Post
Topic
Board Electrum
Re: Seeing output of 40 BTC when i'm trying to send 1 coin
by
DeathAndTaxes
on 21/04/2014, 01:26:27 UTC
I get it... However, bitcoin already has key stretching. 

Bitcoin the protocol does not use key stretching.

Bitcoin-core "the client" uses key stretching to harden to the WALLET DECRYPTION PASSPHRASE against brute force attack.  Nothing more.   Electrum doesn't copy that code from bitcoin-core wallet so it isn't key stretching "again".


Quote
edit: actually i dont think it would increase the entropy, just add more stretching, since the seed has less entropy than a 160 bit "normal" priv key

Private keys only have 128 bit key strength.  Not 160 bit and not 256 bit.

I see.  So then, it would be even harder to brute force an private key from the electrum seed dictionary because of the key stretching versus trying to do it "directly".

Correct?

If the seed is random then it would be more difficult to brute force the seed.  If the seed is not random then it would depend on what entropy the seed has.   100K iterations is ~2^16 so the stretching adds 16 bits of key strength.  Then again if the seed is "password123" then stretching or not the resulting entropy is too low to be considered secure.

In either case brute forcing the seed would allow you to gain access to all the private keys, where as brute forcing a single private key only gives you access to that key.  It is generally speaking academic if the seed has sufficient entropy because keys with 128 bit key strength are considered beyond brute force anyways.

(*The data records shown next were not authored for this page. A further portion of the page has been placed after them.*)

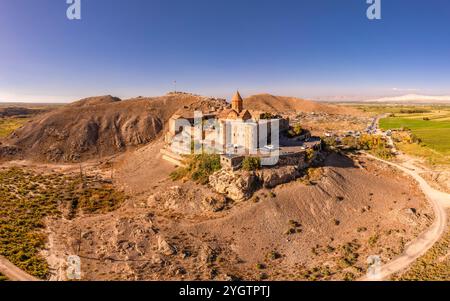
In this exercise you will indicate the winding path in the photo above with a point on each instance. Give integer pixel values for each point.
(439, 201)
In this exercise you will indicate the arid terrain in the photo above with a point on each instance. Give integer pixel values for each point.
(322, 226)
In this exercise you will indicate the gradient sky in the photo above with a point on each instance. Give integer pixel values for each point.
(305, 48)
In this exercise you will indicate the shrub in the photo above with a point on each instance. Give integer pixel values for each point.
(295, 131)
(251, 163)
(198, 169)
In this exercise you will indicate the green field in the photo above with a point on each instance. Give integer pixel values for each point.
(434, 134)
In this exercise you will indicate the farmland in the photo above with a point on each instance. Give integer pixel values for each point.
(430, 124)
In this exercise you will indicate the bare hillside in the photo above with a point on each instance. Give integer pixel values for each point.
(100, 126)
(282, 104)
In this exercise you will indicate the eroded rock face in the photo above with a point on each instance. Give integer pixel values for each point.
(236, 186)
(187, 201)
(240, 185)
(277, 176)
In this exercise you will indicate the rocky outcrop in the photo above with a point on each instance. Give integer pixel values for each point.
(277, 176)
(236, 186)
(240, 185)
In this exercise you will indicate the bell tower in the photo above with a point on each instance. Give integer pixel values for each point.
(237, 103)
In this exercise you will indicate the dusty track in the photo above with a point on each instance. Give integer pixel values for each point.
(440, 202)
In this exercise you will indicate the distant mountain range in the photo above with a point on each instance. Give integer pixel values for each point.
(413, 99)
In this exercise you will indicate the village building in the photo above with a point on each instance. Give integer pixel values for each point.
(233, 133)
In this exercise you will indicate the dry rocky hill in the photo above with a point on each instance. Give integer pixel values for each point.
(278, 104)
(103, 126)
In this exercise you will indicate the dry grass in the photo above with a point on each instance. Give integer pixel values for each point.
(433, 266)
(27, 198)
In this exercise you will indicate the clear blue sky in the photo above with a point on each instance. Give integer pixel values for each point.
(306, 48)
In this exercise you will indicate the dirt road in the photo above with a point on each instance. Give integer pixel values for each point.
(440, 202)
(13, 273)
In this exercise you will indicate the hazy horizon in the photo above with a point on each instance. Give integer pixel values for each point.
(132, 48)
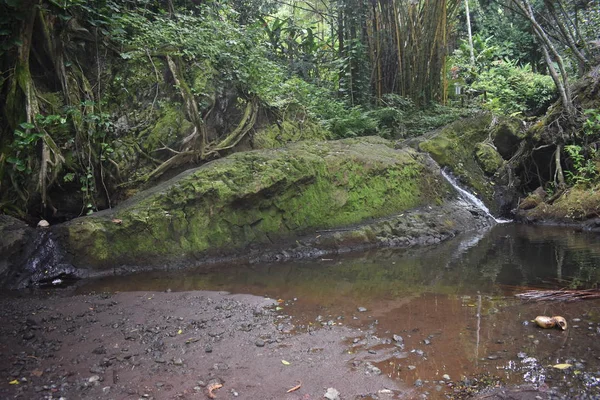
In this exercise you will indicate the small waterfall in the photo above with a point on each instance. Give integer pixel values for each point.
(470, 197)
(44, 265)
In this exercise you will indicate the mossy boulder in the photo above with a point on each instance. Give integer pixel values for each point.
(507, 135)
(14, 235)
(467, 147)
(255, 198)
(488, 158)
(578, 204)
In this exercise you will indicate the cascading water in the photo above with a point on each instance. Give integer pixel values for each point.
(44, 264)
(471, 198)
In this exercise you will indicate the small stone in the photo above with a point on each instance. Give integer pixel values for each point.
(372, 370)
(332, 394)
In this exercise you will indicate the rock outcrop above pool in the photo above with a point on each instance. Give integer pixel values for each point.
(304, 200)
(256, 198)
(476, 150)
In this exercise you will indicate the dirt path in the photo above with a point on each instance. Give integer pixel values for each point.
(157, 345)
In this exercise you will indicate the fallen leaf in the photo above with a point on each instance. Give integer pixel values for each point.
(562, 366)
(294, 388)
(211, 387)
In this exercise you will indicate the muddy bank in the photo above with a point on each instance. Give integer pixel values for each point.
(41, 261)
(175, 345)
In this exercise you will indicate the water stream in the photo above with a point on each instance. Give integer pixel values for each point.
(470, 197)
(453, 304)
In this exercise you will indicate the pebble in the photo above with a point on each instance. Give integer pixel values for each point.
(372, 370)
(332, 394)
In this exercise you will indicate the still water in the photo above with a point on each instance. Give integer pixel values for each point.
(453, 305)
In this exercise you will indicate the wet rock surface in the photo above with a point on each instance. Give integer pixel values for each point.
(154, 345)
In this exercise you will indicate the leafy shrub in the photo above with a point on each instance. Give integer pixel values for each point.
(512, 89)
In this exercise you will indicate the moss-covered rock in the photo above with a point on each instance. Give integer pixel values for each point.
(454, 147)
(488, 158)
(578, 204)
(256, 198)
(464, 147)
(15, 234)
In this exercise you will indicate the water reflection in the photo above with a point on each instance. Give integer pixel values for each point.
(492, 262)
(452, 304)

Key stretching is used to provide brute force resistance to keys that otherwise would have less than 128 bit key strength.  As an example consider a passphrase which has 74 bits of entropy.  It may be possible to brute force that.  Through key hardening you can add 16 bits of key strength making it the equivalent of a 90 bit random symmetric key which today is beyond brute force for all but maybe the largest nation states.   It turns a moderately weak key int one that is nearly unbreakable.   On the other hand "password123" has 0 bits of entropy (it is on lists of know passwords) and thus even with key hardening would be quickly compromised.